Devil’s Attourney Review
by on December 28, 2012
Hotshot lawyer Max McMann is a fellow of firm principles. Self-interest, personal enrichment and turning up the sleeves on a pastel suit are just a few of them. So he’s naturally at home in this parody of a lurid Hollywood eighties, when lunch was for wimps and the ozone layer looked awfully like breakfast to an industrial smog of back-combed hairspray.
At heart this is a neat, inviting turn-based battle where you defend your client by selecting from your deck of legal dirty tricks to discredit the prosecution. For example, the Interrogate skill can deal 1-5 damage to a Witness’s Credibility – equivalent to their health or hit points – in an attempt to eliminate them. In the prosecutor’s turn, surviving Witnesses and Evidence return damage against your case.

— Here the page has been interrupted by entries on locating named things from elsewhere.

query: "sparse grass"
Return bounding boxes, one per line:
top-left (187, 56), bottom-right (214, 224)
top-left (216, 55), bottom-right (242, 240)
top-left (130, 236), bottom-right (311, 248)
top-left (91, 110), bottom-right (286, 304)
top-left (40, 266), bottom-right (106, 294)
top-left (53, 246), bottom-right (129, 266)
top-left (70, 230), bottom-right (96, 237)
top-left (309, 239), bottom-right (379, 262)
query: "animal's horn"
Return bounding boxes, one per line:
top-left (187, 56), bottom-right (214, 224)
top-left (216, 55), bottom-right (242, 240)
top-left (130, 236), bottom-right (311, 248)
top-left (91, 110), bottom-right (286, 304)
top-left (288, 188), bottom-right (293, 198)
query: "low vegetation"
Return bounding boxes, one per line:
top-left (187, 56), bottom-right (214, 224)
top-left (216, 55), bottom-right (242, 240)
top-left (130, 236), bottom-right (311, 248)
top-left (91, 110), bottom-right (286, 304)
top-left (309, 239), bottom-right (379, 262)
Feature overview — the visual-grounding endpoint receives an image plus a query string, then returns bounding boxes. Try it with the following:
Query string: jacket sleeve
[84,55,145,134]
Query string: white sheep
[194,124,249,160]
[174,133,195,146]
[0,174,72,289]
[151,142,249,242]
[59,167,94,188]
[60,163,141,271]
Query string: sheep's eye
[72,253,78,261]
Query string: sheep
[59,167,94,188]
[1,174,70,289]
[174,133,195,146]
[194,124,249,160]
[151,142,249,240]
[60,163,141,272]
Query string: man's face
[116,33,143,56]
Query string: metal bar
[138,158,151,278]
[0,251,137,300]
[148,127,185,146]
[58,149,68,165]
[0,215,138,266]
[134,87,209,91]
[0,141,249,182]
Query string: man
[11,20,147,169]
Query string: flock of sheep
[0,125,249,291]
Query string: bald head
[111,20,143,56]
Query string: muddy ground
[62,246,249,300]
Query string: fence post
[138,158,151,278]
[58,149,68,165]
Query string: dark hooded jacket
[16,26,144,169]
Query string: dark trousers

Of course, Max favours defendants with a certain ‘ker-ching’: rich clients who are prepared to undo a zipper and show society the true meaning of Reaganomic trickle-down. Wipe the opposition for a handsome fee and you can buy new courtroom techniques, while pimping out your condo in taste-free contemporary frippery.
We found the humour a little thin after the rocking theme song, but enjoyed the pop-cultural references and the voice work, with pre-court exchanges weaving a story of Max’s pursuit of the delectable Susan Maple.
It’s also a breeze to pick up and play, taking only a few rounds to reach a verdict. But the system just doesn’t deliver on strategic integrity, with luck holding too much sway. Replaying the same moves can turn up wildly different results. Balance is also an issue, some skills seeming overpowered while others never saw use. Our replay on Hard felt easier than our exploratory completion on Normal difficulty, as we knew exactly what to expect and never missed a bonus.
We’d recommend you overrule our objections and try Devil’s Attorney anyway: as stylish and shallow as its square-jawed antihero, it may be flawed (and climax too soon), but it’s still rather likeable.